Add pronunciation assessment REST API sample code in Node.js

yinhew · boltomli · commit 3c864df4a29c · 2020-06-13T21:55:51.000+08:00
diff --git a/PronunciationAssessment/Java/jre/src/com/microsoft/cognitiveservices/pronunciationassessment/Sample.java b/PronunciationAssessment/Java/jre/src/com/microsoft/cognitiveservices/pronunciationassessment/Sample.java
@@ -58,7 +58,7 @@ public static void main(String[] args) throws Exception {
 		byte[] pronAssessmentParamsBase64 = Base64.getEncoder().encode(pronAssessmentParamsJson.getBytes("utf-8"));
 		String pronAssessmentParams = new String(pronAssessmentParamsBase64, "utf-8");
 		
-		// build request
+		// build request (when re-run below code in short time, the connect can be cached and reused behind, with lower connecting time cost)
 		URL url = new URL("https://" + region + ".stt.speech.microsoft.com/speech/recognition/conversation/cognitiveservices/v1?language=en-us");
 		HttpsURLConnection connection = (HttpsURLConnection) url.openConnection();
 		connection.setRequestMethod("POST");
diff --git a/PronunciationAssessment/NodeJS/README.md b/PronunciationAssessment/NodeJS/README.md
@@ -0,0 +1,25 @@
+# Pronunciation Assessment - Node.js Sample
+
+This sample shows how to call pronunciation assessment REST API in Node.js, with chunked (streaming) data uploading.
+
+## Prerequisites
+
+Here's what you'll need to run this sample:
+
+* Your favorite IDE or text editor
+* Node.js
+* An Azure subscription with Speech Services enabled. [Get one for free!](https://docs.microsoft.com/azure/cognitive-services/speech-service/get-started)
+
+## Code sample
+
+To use this sample, follow these instructions:
+
+* Create a new project using your favorite IDE or text editor
+* Copy the code from the sample into a file named `sample.js`
+* Run `npm install` to install dependencies
+* Set your subscription key and corresponding region
+* Run the sample: `node sample.js`
+
+## Resources
+
+* [REST API reference](https://docs.microsoft.com/en-us/azure/cognitive-services/speech-service/rest-speech-to-text)

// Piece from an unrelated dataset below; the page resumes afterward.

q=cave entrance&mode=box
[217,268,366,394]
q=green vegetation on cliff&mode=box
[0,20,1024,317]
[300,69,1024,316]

diff --git a/PronunciationAssessment/NodeJS/package.json b/PronunciationAssessment/NodeJS/package.json
@@ -0,0 +1,6 @@
+{
+  "dependencies": {
+    "fs": "0.0.1-security",
+    "request": "^2.88.2"
+  }
+}
diff --git a/PronunciationAssessment/NodeJS/sample.js b/PronunciationAssessment/NodeJS/sample.js
@@ -0,0 +1,96 @@
+//
+// Copyright (c) Microsoft. All rights reserved.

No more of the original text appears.